Обыкновенные убийцы: Как система превращает обычных людей в монстров - страница 10



Штангля угнетает, что кто-то может в этом усомниться; именно поэтому он старается представить свои действия в правильном свете. То, что его моральное разложение не было обусловлено лагерной «работой» – если уж размышлять в таких категориях, – а существовало с самого начала, видно, среди прочего, из того, что за разгрузкой машин с депортированными он наблюдал, будучи одетым в белый костюм для верховой езды. Сам Штангль объяснял это, во-первых, тем, что из-за плохих дорог предпочитал передвигаться на лошади, во-вторых, тем, что стояла жаркая погода, и, в-третьих, тем, что у портного из соседней деревни, у которого он заказал костюм взамен изношенной формы, была в наличии только белая льняная ткань. Форма же так быстро обветшала из-за многократной дезинфекции от комаров. Когда Штангль рассказывал про это, Серени его перебила и спросила: «Комары наверняка ужасно досаждали заключенным?» На что Штангль коротко ответил: «Не все реагировали на них так чувствительно, как я ‹…› Я им [комарам] просто понравился»{40}.

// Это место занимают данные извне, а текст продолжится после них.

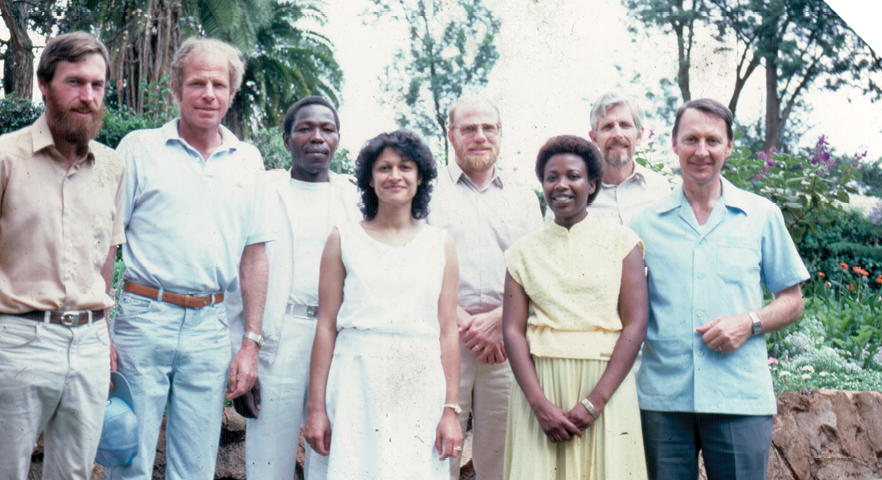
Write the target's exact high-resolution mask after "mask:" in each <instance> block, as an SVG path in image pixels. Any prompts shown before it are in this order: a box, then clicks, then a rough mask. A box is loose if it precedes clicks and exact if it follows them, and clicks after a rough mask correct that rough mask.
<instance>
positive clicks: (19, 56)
mask: <svg viewBox="0 0 882 480" xmlns="http://www.w3.org/2000/svg"><path fill="white" fill-rule="evenodd" d="M30 10H31V4H30V3H29V2H22V1H18V2H13V1H12V0H0V14H2V15H3V21H4V23H6V28H7V29H8V30H9V42H8V47H7V48H9V49H11V50H12V60H13V66H12V72H13V77H12V82H11V85H12V91H6V94H7V95H10V94H12V93H15V94H17V95H18V96H19V97H21V98H31V95H32V94H33V91H34V44H33V43H32V42H31V39H30V37H28V28H27V25H28V17H29V16H30V13H31V12H30ZM4 70H6V69H4ZM4 73H5V72H4ZM4 77H5V75H4ZM3 83H4V87H5V86H6V85H8V81H7V80H6V79H5V78H4V82H3Z"/></svg>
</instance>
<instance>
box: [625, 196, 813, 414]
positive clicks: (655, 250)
mask: <svg viewBox="0 0 882 480" xmlns="http://www.w3.org/2000/svg"><path fill="white" fill-rule="evenodd" d="M722 190H723V192H722V197H721V198H720V200H719V201H718V202H717V204H716V206H714V209H713V211H712V212H711V215H710V217H709V218H708V220H707V222H706V223H705V225H704V226H702V227H699V225H698V222H697V221H696V219H695V215H694V213H693V212H692V207H691V206H690V205H689V202H688V200H687V199H686V196H685V195H684V194H683V188H682V187H678V188H677V189H676V190H675V191H674V192H673V193H672V194H671V195H670V196H669V197H668V198H666V199H664V200H661V201H659V202H657V203H655V204H653V205H651V206H650V207H648V208H646V209H644V210H642V211H641V212H639V213H638V214H637V215H636V216H635V217H634V218H633V219H632V220H631V223H630V224H629V227H631V228H632V229H634V231H635V232H636V233H637V235H639V236H640V238H642V239H643V241H644V243H645V245H646V251H645V252H646V253H645V259H646V266H647V267H648V269H649V277H648V282H649V308H650V311H649V327H648V331H647V333H646V341H645V343H644V344H643V362H642V364H641V367H640V371H639V372H638V374H637V393H638V397H639V399H640V408H641V409H644V410H655V411H672V412H698V413H723V414H737V415H774V414H775V413H776V410H777V407H776V404H775V395H774V392H773V390H772V379H771V375H770V373H769V367H768V363H767V358H768V352H767V350H766V340H765V337H764V336H762V335H758V336H755V337H751V338H749V339H748V340H747V342H746V343H745V344H744V345H743V346H742V347H741V348H739V349H738V350H736V351H735V352H733V353H727V354H722V353H719V352H716V351H714V350H710V349H708V347H707V344H705V342H704V341H703V340H702V339H701V334H699V333H698V332H696V331H695V329H696V328H697V327H699V326H701V325H704V324H705V323H707V322H709V321H711V320H713V319H715V318H719V317H722V316H726V315H742V314H745V313H747V312H748V311H752V310H756V309H759V308H761V307H762V306H763V285H765V286H766V288H768V290H769V291H770V292H773V293H775V292H780V291H782V290H784V289H786V288H788V287H791V286H793V285H796V284H798V283H799V282H802V281H804V280H806V279H808V278H809V275H808V271H807V270H806V268H805V266H804V265H803V263H802V259H800V257H799V253H798V252H797V250H796V246H795V245H794V244H793V240H792V239H791V238H790V234H789V233H788V232H787V228H786V226H785V224H784V217H783V216H782V215H781V210H780V209H779V208H778V207H777V206H776V205H775V204H773V203H772V202H770V201H769V200H767V199H765V198H762V197H760V196H757V195H754V194H752V193H748V192H745V191H743V190H739V189H738V188H736V187H735V186H734V185H732V184H731V183H729V182H728V181H727V180H725V179H724V180H723V181H722Z"/></svg>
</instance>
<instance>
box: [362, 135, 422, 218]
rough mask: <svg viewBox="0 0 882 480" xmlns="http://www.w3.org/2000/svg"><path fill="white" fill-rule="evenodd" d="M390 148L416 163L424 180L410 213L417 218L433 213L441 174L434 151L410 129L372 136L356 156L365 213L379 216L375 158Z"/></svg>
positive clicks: (414, 216) (419, 170)
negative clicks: (438, 172) (433, 153)
mask: <svg viewBox="0 0 882 480" xmlns="http://www.w3.org/2000/svg"><path fill="white" fill-rule="evenodd" d="M387 148H391V149H394V150H395V151H396V152H398V155H400V156H401V158H402V159H404V160H410V161H413V162H414V163H416V165H417V172H419V174H420V175H421V176H422V181H421V182H420V184H419V186H418V187H417V193H416V195H415V196H414V197H413V202H412V204H411V209H410V214H411V215H412V216H413V218H416V219H422V218H426V217H427V216H428V215H429V201H430V200H431V199H432V180H434V179H435V178H436V177H437V176H438V169H437V167H436V166H435V158H434V157H433V156H432V151H431V150H430V149H429V147H428V146H427V145H426V144H425V143H423V140H422V139H421V138H420V137H419V136H418V135H417V134H415V133H413V132H411V131H410V130H396V131H394V132H391V133H381V134H380V135H377V136H376V137H374V138H372V139H370V140H368V141H367V143H365V145H364V148H362V149H361V152H359V153H358V158H357V159H356V160H355V177H356V179H357V180H358V189H359V190H361V213H362V214H363V215H364V218H366V219H368V220H370V219H372V218H374V217H375V216H377V209H378V208H379V200H378V199H377V192H375V191H374V189H373V187H371V185H370V183H371V180H372V179H373V174H372V170H373V167H374V162H376V161H377V158H378V157H379V156H380V154H381V153H383V150H385V149H387Z"/></svg>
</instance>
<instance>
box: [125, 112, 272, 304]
mask: <svg viewBox="0 0 882 480" xmlns="http://www.w3.org/2000/svg"><path fill="white" fill-rule="evenodd" d="M178 122H179V120H178V119H175V120H172V121H171V122H169V123H167V124H165V125H164V126H163V127H161V128H157V129H152V130H139V131H136V132H132V133H130V134H128V135H126V137H125V138H123V140H122V142H120V144H119V147H118V148H117V151H118V152H119V153H120V154H121V155H122V157H123V158H124V159H125V161H126V169H127V170H126V171H127V172H128V175H127V176H126V194H125V206H124V214H125V217H124V221H125V225H126V236H127V238H128V243H127V244H126V245H125V246H124V247H123V260H124V261H125V264H126V273H125V279H126V280H130V281H132V282H135V283H140V284H143V285H148V286H151V287H154V288H162V289H163V290H166V291H169V292H174V293H184V294H191V295H207V294H211V293H218V292H223V291H225V290H236V289H238V283H239V282H238V279H239V260H240V259H241V257H242V251H243V250H244V249H245V246H246V245H251V244H255V243H263V242H267V241H271V240H273V239H274V238H275V232H274V229H273V228H272V227H271V225H270V224H269V219H268V217H267V215H266V211H267V210H266V205H265V204H262V202H266V201H267V198H268V193H267V190H268V189H267V188H264V187H263V185H262V180H261V178H260V176H259V174H260V173H261V172H262V171H263V162H262V160H261V156H260V152H258V151H257V149H256V148H254V147H253V146H251V145H248V144H246V143H244V142H240V141H239V140H238V139H237V138H236V136H235V135H233V133H232V132H230V131H229V130H227V129H226V128H224V127H223V126H221V129H220V131H221V139H222V142H223V143H222V145H221V146H220V147H218V148H217V150H215V151H214V153H212V154H211V156H210V157H209V158H208V159H207V160H203V158H202V155H201V154H200V153H199V152H198V151H197V150H196V149H195V148H193V147H192V146H190V145H189V144H188V143H187V141H186V140H184V139H183V138H181V137H180V135H179V134H178Z"/></svg>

Можно говорить здесь о полном отсутствии эмпатии или даже о шизоидной необдуманности, но эпизод свидетельствует не о процессе морального разложения, а о несомненно присутствовавшем уже и до этого ощущении собственного превосходства и всемогущества. Поэтому история с костюмом и 25 лет спустя не вызывает у Штангля ни малейшего беспокойства. Его волновало лишь то, что именно из-за этого костюма он выделялся в хаосе прибывавших машин, так что в дальнейшем его смогли опознать выжившие свидетели – как человека, стрелявшего в толпу. Это возмутило Штангля до глубины души, и он заверял, что никогда такого не делал{41}. В дополнение к возмущению, охватившему Штангля из-за покушений на его цельность, он рассказывал истории, которые должны были доказать эту цельность, – например, о заключенном по фамилии Блау, которого он, очевидно из симпатии к нему, сделал поваром. «Он знал, – рассказывает Штангль, – что я по возможности буду ему помогать. Однажды рано утром он постучал в мой кабинет. Он выглядел очень обеспокоенным. Я сказал: “Конечно, Блау, заходите. Что вас так беспокоит?” Он ответил, что беспокоится за своего 80-летнего отца. Тот якобы прибыл утренним транспортом. Не мог бы я как-нибудь помочь? Я сказал: “Нет, Блау, правда, это невозможно, вы же понимаете. Восьмидесятилетний…” Он сразу сказал, что, конечно, понимает. Но, может, я мог бы разрешить перевести его отца в “лазарет” (вместо газовой камеры)? И, может, он мог бы перед этим дать отцу что-нибудь поесть с кухни? Я ответил ему: “Блау, идите и делайте то, что считаете нужным. Официально – я ничего не знаю. Неофициально – можете передать от меня капо, что все в порядке, можно”. Когда я вернулся в кабинет после обеда, Блау уже ждал меня. В глазах у него стояли слезы, он встал по стойке смирно и сказал: “Господин гауптштурмфюрер, я хочу вас поблагодарить. Я дал отцу поесть и отвел его в “лазарет” – все позади. Я вам очень благодарен”. Я ответил: “Да, Блау, не стоит благодарности, но, если хотите, конечно, можете поблагодарить”»{42}.

Впечатление невероятного цинизма, которое сейчас производит эта история, бьет мимо цели, ради которой Штангль совершенно искренне рассказал об изложенном эпизоде. Но эта история не является доказательством морального распада. Она показывает, что человек уже тогда, в рамках нормативных ориентиров того времени ощущал себя «хорошим парнем», потому что, закрыв глаза на правила, немного облегчил кому-то путь к смерти. Тот факт, что Штангль рассказывает подобные истории в качестве иллюстрации своего «человечного» отношения, демонстрирует, что преступники нуждаются в подобных доказательствах, чтобы поддерживать собственный образ цельной личности, – и рассчитывают, что слушатели увидят их такими же.